Exploring Specific Differential Phase Estimators Accuracy for Snow Events Observed during the NASA IMPACTS Field Campaign

Cloud and precipitation microphysics play a fundamental role in governing the Earth's climate system, from affecting the radiative energy budget and the scaling of precipitation extremes with climate change to the distribution and characteristics of snowfall at the surface and its downstream hydrological and societal impacts. In particular, winter snowstorms are frequent on the Eastern Seaboard and cause major disruptions to transportation, commerce, and public safety. Snowfall within these storms is frequently organized in banded structures that are vaguely understood by scientists and moderately predicted by current numerical models. This is especially the case for snow and ice events because of the diversity and complexity of their attendant microphysical processes. Specific differential phase (KDP) is a useful variable for quantitatively studying ice microphysics, but there are several methods for estimating this variable. Nevertheless, there are no studies comparing the performance of these estimators in snow/ice, and there are only a few studies individually quantifying their accuracy. Investigating which method is more efficient in accurately estimating KDP during snow and ice events is crucial for meteorological interpretation. In the case of an extreme event, being able to better forecast how much snow will occur would aid the public in preparing for the impacts.

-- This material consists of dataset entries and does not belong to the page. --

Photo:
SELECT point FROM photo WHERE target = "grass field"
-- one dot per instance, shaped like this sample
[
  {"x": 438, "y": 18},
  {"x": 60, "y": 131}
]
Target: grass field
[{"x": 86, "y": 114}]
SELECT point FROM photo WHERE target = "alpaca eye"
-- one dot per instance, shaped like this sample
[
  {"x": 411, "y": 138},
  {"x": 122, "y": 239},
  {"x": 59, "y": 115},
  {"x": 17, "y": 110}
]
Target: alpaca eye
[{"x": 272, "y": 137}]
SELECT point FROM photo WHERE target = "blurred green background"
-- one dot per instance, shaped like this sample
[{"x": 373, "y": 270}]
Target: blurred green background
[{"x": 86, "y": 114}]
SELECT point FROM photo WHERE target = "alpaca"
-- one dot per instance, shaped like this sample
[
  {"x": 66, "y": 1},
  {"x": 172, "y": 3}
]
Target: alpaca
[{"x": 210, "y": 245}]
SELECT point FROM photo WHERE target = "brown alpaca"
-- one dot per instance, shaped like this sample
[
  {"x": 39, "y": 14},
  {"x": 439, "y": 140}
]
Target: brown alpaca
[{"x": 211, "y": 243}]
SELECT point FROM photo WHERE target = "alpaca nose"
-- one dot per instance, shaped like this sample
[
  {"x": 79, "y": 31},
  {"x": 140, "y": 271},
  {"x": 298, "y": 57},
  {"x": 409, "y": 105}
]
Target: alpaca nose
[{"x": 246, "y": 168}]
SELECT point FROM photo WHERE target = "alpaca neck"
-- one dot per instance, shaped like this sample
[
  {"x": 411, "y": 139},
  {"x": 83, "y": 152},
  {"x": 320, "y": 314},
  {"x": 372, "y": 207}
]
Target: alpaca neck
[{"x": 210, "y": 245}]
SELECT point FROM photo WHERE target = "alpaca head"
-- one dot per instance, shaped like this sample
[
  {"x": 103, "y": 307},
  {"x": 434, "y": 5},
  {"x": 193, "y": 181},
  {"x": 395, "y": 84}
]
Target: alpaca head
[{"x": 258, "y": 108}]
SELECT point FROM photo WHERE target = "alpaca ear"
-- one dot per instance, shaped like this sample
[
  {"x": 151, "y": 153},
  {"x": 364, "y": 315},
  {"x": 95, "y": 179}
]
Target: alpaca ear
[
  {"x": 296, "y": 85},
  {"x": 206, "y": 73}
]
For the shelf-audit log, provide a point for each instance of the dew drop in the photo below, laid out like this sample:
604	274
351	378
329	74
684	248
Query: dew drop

This study uses dual-polarization radar data collected during NASA’s Investigation of Microphysics and Precipitation for Atlantic Coast-Threatening Snowstorms (IMPACTS) field campaign (McMurdie et al. 2022) and data from the National Weather Service’s WSR-88D radars to evaluate the performance of different KDP estimators and their associated hydrometeor classification outputs. Specifically, we evaluate the performance of three well-known methods: the operational National Weather Service estimator, the Maesaka estimator (Maesaka et al. 2012), and the Vulpiani estimator (Vulpiani et al. 2012, 2015). In addition to the NEXRAD data, data from the University of Oklahoma’s (OU) Advanced Radar Research Center (ARRC) Rapid-scanning X-band Polarimetric (RaXPol) radar from two events is used, namely, the 29 January 2022 Plymouth, MA Nor’easter blizzard and the 25 February 2022 Albany, NY snowstorm. We envision creating a new hybrid KDP estimator that combines previous algorithms and selects the best estimation method based on HCA classification outputs with the goal of maximizing the accuracy of data-derived products. This hybrid method will aid in the quantification and prediction of snow and ice.

References:

• McMurdie, L. A., and Coauthors, 2022: Chasing Snowstorms: The Investigation of Microphysics and Precipitation for Atlantic Coast-Threatening Snowstorms (IMPACTS) Campaign. Bull. Amer. Meteor. Soc., 103, E1243–E1269. DOI: https://doi.org/10.1175/BAMS-D-20-0246.1
• Maesaka, T., K. Iwanami, and M. Maki, 2012: Non-negative KDP estimation by monotone increasing ΦDP assumption below melting layer. Seventh European Conf. on Radar in Meteorology and Hydrology, Toulouse, France, ERAD, http://www.meteo.fr/cic/meetings/2012/ERAD/extended_abs/QPE_233_ext_abs.pdf.
• Vulpiani, G., L. Baldini, and N. Roberto, 2015: Characterization of Mediterranean hail-bearing storms using an operational polarimetric X-band radar. Atmos. Meas. Tech., 8, 4681–4698, https://doi.org/10.5194/amt-8-4681-2015.
• Vulpiani, G., M. Montopoli, L. D. Passeri, A. G. Gioia, P. Giordano, and F. S. Marzano, 2012: On the use of dual-polarized C-band radar for operational rainfall retrieval in mountainous areas. J. Appl. Meteor. Climatol., 51, 405–425, https://doi.org/10.1175/JAMC-D-10-05024.1.